Runners’ feet and ankles can get overlooked, but they’re the basis of everything running-related. Paying attention to your foot and ankle mobility is one of the best things you can do for yourself to promote healthy, ache-and-pain free running. Jessica O’Connell is a 2016 Olympian in the 5,000m and a trainer at GRIT athletic coaching who says, “Foot and ankle mobility is important to work on so that force is distributed properly through your body. When you are really stiff, extra force goes through your achilles tendon, plantar and many small foot bones which reduces running efficiency and can lead to injury.” Here’s a short pre-run routine that you can do before your workout to get your feet (and the rest of your body) moving well. 

Foot rolling

Roll the bottom of your feet on a lacrosse or golf ball, pausing for 30 to 60 seconds on any tight spots.
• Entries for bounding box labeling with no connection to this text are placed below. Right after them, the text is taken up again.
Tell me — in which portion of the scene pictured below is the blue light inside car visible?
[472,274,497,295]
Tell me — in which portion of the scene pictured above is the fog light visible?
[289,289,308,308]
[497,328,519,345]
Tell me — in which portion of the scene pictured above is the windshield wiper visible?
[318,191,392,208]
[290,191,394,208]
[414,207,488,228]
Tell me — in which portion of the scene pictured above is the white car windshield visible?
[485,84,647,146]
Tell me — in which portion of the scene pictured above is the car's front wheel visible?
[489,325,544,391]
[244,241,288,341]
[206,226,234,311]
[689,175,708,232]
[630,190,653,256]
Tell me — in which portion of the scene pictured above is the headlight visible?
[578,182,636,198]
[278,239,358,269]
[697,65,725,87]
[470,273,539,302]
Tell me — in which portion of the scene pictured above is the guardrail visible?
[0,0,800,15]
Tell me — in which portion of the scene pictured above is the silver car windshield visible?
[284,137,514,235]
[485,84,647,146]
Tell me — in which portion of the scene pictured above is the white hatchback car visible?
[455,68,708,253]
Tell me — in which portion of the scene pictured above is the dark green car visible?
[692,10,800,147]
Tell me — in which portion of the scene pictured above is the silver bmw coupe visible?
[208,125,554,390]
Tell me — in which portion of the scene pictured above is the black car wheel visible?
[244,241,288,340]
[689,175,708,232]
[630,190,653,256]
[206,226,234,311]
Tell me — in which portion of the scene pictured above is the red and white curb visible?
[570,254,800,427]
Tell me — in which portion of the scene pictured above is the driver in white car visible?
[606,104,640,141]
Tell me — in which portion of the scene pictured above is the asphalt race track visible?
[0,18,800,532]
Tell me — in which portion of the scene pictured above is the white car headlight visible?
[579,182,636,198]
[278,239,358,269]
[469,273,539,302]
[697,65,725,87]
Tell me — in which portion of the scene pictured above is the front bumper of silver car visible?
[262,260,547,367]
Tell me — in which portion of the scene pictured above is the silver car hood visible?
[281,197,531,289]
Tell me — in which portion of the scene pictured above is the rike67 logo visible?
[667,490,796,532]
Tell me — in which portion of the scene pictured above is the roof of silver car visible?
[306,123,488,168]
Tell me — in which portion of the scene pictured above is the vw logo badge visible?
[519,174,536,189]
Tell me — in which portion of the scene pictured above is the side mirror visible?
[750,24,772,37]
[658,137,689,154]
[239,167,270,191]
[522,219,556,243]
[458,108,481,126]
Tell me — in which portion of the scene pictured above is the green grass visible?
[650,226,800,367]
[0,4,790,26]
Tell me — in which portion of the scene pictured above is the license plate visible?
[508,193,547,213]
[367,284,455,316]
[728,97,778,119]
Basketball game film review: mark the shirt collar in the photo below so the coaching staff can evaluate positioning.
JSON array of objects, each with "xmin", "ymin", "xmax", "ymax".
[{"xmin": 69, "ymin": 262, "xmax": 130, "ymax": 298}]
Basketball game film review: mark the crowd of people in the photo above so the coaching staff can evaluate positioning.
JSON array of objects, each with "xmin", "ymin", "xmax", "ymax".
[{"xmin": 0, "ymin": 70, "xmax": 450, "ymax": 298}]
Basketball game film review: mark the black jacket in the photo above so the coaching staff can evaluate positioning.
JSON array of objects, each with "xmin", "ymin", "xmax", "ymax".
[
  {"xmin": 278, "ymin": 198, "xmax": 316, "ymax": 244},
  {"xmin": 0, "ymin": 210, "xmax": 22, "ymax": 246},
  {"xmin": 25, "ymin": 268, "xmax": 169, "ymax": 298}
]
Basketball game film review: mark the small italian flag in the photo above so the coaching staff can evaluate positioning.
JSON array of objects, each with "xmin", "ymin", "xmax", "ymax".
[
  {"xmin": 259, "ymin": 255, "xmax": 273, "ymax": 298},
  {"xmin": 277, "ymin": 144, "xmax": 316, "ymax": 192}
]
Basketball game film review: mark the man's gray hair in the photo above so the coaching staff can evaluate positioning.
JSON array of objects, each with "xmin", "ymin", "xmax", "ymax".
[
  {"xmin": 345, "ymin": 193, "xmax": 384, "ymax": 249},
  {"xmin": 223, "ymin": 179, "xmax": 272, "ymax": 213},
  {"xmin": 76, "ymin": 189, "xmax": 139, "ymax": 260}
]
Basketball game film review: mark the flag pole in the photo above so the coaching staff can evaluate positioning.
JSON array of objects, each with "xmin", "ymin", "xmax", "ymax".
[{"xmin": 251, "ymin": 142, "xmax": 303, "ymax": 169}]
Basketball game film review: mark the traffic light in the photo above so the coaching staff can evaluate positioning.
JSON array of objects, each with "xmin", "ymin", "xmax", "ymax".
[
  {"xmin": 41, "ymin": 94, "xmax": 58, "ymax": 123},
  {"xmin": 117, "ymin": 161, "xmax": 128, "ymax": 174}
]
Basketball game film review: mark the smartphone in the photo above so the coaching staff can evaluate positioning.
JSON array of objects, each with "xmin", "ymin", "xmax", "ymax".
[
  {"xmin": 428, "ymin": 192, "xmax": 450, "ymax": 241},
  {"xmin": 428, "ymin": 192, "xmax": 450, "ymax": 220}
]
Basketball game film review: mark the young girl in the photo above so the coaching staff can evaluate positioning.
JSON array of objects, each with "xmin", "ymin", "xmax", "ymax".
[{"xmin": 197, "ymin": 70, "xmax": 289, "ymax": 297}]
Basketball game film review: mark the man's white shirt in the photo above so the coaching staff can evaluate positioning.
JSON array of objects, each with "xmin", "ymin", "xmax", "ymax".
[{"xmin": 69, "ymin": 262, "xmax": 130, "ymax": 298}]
O’Connell also adds that if you have plantar fasciitis, rolling on a frozen water bottle may be soothing (however, this is a post-run-only activity). 

Ankle mobility

Stand facing a wall with one foot as far away as possible (but allowing your knee to touch when it’s bent). You should feel this stretch in your ankle and lower-calf. As you improve, move your foot farther from the wall. 

Foot inversion/eversion

O’Connell says this exercise is particularly key. “Ankle strength is important for stability and this exercise will work on that.” Loop a long band around your foot, or anchor to a table or chair. Keeping your knee and hip stationary, move your foot outward and then inward 10 times each. Repeat for a total of three sets. 

Toe raises 

Not to be confused with calf raises (those come later), toe raises work on your toe dexterity and strength. Stand with your feet stable, arches raised and three points of contact with the ground: heel, big toe, and pinky toe. Staying otherwise still, raise just your big toe 10 times. Then, raise just your little toes 10 times as well, (keeping your big toe down). Then, raise all your toes and put them down one by one, starting with big toe, also 10 times. 

Eccentric heel drops

Especially important for runners with Achilles issues, this exercise should be a staple. Stand on the edge of a stair so that your toes are on the step and your feet are dangling and hold on to a railing for support. Raise up on your tippy toes and slowly lower your heels below the stair level. Repeat for three sets of 10, doing so with your knees both bent and straight. Start double-legged and progress to single-leg. 

Trigger point release

Use a lacrosse ball to massage out tight knots in the shin and calf by rolling on the ball and pausing on knots for one to two minutes or until the pain lessens.